二人が竜騎士としての力を身に付ける一方で、風星学園に残ったエルノール、朱鷺子、亜莉亜、マルガレーテ、ロロティアの五人は凱の不在に焦燥感が出始めていた。

どうせ行くなら全員一緒に行く方が手間が無い、というのがエルノールの提案だったが、休みになる日取りが合わず、自力でドラゴニアに行けるのはエルノールとマルガレーテだけ。
他の三人では不利になる事は確実。
凱に会いたいという思いが全員同じだからこそ、辛抱を強いられるのだ。

そこでエルノールは予てからの懸念も含め、初代に相談すべく連絡を取った。
すると待っていたかのように茶色の毛並みを持ったバフォメットが大鏡に映し出される。

『ククク。そろそろ来る頃だろうと思っておったぞ、エルノールよ』

余裕綽々の笑みを浮かべ、初代はエルノールからの言葉を待つ。

「初代様、実はお願いがございまして……」
『聞こう』
「はっ、ドラゴニアへ行く為の口実として、出張の要請をお送り頂きたいのです」
『ほう。そのような願いをするという事は、学園をなかなか離れられんか』
「面目次第もありませぬ。構成員から報告がありまして、中等部と高等部の教師や生徒達に不穏な動きがあるとの事です。引き続き内偵を進めてはおりますが、如何せん人手不足で……」

ふむ、と初代は右手を顎に付けながら思案し、向き直った。

『良かろう。ならば魔界本部に来るよう命令書を出す。来週の月曜から一週間とする。手間じゃろうが、目を逸らす為には丁度良いじゃろうて。

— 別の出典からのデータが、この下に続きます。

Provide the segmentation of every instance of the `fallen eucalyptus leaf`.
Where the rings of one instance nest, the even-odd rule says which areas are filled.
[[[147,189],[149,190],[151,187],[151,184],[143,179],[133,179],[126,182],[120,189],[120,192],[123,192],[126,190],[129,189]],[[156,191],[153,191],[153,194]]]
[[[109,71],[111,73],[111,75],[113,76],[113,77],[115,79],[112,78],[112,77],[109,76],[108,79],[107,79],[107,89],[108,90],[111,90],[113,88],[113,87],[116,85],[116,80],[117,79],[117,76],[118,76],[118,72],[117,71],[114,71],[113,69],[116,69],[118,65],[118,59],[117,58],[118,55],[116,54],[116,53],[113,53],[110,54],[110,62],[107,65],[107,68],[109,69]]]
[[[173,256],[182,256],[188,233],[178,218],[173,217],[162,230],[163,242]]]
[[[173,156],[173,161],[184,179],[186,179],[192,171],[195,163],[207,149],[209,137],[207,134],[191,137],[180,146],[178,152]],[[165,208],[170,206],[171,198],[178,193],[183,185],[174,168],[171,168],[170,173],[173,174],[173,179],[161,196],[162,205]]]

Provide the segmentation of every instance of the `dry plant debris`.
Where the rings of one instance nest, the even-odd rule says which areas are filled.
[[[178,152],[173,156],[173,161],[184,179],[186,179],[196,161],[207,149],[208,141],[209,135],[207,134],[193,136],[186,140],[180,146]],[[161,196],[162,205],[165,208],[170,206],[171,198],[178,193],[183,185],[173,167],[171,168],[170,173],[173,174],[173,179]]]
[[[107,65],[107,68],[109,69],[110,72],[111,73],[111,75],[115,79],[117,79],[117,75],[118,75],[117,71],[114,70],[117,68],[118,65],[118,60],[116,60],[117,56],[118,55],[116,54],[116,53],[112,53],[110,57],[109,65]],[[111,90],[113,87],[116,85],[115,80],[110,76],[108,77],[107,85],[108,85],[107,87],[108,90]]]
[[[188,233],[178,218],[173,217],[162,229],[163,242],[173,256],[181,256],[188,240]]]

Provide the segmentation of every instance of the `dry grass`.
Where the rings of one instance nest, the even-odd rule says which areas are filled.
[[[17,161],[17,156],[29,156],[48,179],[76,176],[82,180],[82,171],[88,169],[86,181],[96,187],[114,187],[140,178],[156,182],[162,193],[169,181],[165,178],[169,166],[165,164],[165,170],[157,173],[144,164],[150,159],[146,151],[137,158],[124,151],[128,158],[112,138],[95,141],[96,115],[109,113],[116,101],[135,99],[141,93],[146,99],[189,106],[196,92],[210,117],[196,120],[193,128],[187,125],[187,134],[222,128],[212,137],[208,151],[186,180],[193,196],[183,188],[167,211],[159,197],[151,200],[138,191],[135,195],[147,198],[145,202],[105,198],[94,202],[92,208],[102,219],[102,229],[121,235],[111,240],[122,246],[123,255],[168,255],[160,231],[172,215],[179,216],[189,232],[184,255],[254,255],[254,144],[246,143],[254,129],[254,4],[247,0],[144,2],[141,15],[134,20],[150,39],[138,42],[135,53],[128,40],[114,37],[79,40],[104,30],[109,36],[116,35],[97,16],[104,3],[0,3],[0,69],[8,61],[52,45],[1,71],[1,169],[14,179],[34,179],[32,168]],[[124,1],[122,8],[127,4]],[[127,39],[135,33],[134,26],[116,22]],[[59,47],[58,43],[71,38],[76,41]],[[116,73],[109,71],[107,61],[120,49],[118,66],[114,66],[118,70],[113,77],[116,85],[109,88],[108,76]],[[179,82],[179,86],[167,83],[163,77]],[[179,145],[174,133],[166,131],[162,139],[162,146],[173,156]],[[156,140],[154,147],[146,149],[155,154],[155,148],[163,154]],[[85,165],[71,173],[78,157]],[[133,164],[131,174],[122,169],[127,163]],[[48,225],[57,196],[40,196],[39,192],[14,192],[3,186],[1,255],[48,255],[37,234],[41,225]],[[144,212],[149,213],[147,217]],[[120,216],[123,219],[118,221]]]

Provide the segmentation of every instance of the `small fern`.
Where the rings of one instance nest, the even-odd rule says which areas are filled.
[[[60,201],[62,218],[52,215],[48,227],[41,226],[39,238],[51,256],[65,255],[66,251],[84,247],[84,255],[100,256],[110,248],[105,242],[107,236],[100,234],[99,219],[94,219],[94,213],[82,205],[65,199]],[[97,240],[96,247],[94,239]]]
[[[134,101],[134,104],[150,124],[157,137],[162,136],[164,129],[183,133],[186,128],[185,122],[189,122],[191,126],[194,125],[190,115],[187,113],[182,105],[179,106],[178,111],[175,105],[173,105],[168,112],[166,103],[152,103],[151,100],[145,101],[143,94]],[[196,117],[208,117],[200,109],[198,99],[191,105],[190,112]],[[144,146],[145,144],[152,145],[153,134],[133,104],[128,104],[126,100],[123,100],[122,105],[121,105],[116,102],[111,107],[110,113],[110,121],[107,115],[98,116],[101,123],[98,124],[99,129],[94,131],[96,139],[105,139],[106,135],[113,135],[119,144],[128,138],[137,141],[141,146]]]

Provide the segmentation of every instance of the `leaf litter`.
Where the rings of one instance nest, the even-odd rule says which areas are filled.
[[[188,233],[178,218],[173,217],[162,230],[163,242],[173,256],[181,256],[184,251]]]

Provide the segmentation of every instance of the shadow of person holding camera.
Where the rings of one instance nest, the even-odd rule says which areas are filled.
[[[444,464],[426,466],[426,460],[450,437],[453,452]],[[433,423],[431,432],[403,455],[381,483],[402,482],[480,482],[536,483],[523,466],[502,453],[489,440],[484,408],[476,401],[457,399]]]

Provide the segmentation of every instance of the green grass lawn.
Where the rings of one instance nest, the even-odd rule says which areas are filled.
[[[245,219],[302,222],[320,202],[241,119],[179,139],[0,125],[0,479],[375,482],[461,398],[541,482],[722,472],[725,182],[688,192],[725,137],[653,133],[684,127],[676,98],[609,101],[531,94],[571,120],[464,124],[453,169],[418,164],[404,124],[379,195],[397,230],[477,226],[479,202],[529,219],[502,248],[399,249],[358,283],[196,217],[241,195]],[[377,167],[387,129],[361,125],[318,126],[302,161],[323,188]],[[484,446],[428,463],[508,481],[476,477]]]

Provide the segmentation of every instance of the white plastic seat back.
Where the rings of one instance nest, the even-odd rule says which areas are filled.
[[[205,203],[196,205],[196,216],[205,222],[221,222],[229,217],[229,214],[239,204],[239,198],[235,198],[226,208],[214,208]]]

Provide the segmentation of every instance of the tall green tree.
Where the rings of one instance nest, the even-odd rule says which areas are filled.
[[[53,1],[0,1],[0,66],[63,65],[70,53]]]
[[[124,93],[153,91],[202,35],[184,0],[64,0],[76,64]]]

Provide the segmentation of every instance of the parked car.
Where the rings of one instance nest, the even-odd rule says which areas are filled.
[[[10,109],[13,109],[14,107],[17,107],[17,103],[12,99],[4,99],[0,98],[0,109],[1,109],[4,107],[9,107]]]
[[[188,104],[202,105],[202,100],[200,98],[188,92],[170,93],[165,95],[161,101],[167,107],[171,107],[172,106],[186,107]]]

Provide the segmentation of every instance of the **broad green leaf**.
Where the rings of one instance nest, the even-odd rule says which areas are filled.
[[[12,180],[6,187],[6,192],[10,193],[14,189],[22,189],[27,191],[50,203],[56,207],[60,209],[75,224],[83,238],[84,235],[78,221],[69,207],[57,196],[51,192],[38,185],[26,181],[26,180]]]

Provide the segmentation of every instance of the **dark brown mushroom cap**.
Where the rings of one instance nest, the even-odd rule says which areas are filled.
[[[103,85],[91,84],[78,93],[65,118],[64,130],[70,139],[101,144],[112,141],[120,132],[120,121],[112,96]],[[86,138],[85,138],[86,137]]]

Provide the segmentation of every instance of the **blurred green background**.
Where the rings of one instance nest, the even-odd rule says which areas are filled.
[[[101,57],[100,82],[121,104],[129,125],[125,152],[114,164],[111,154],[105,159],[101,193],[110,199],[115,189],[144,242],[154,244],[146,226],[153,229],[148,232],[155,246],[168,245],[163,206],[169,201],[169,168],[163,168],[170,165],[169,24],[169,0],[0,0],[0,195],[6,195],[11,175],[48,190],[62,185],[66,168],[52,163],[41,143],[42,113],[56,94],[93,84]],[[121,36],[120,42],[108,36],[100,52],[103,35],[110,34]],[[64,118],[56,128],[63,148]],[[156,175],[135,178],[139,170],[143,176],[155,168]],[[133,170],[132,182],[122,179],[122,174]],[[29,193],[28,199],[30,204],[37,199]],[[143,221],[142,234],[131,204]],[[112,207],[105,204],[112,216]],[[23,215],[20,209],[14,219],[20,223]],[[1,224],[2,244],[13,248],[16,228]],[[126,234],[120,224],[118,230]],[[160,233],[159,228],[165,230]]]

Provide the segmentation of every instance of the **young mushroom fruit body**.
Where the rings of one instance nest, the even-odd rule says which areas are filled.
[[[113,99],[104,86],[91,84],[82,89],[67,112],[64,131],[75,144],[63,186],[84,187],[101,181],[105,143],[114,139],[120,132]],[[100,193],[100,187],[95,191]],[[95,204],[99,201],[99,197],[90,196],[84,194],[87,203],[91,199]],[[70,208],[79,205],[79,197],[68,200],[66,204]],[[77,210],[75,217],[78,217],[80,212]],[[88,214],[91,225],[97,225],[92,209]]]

魔界本部を経由してドラゴニアに行け』
「ありがとうございます!」
『それと……教師達の動きが怪しいとなれば、特別クラスの者だけでは対処しきれまい。そちらの日付では来週の日曜日になるかのう。その辺りに到着するよう魔王軍にも取り計らって、偵察任務に長けた者達を派遣しよう』
「何と! そこまでして頂けるとは――!」
『人間界で表立って行動出来る数少ない支部を、むざむざ潰させてなるものか。じゃが、何人送れるかは確定出来ん。それだけは許してくれ』
「守って見せまする!」
『うむ。では待っておるぞ』

連絡を終えたエルノールはどっと疲れ、椅子にもたれかかり、心で呟く。
いよいよ、この世界に見切りをつける時が来るのか――と……。

その夜、エルノールは朱鷺子、亜莉亜、マルガレーテ、ロロティアの四人に一週間ほどの休みを取りつける旨を伝えた。
四人の喜びようと言ったらなかったが、学園に暗雲が迫りつつある事は敢えて黙った。
そうして五人はドラゴニアについて調べ始める。
マルガレーテですら概要を少々知っている程度なのだから、事前に何があるか調べておくのは重要だろう。
凱と瑞姫にも連絡を取り、どのような場所なのか、どのような文化や物流があるのかも教えて貰っていた。
こうして五人の休みが一致した…と言うよりは休みを一致させた。

◇◆◇◆◇◆◇◆◇◆

時間はあっという間に流れ、翌週の木曜日となり、サバトからの書簡がエルノール宛てに届た。
初代の物である事を示すサバトの押印も成されている。
同封されたメモには「魔王軍のクノイチ部隊30名を応援として送る」と書かれていた。

その日の放課後の全体会議で出張で不在になる事を通知した途端、中・高等部の教師達から決済が得られない等の反対意見が相次いだが、負けじと言い放つ。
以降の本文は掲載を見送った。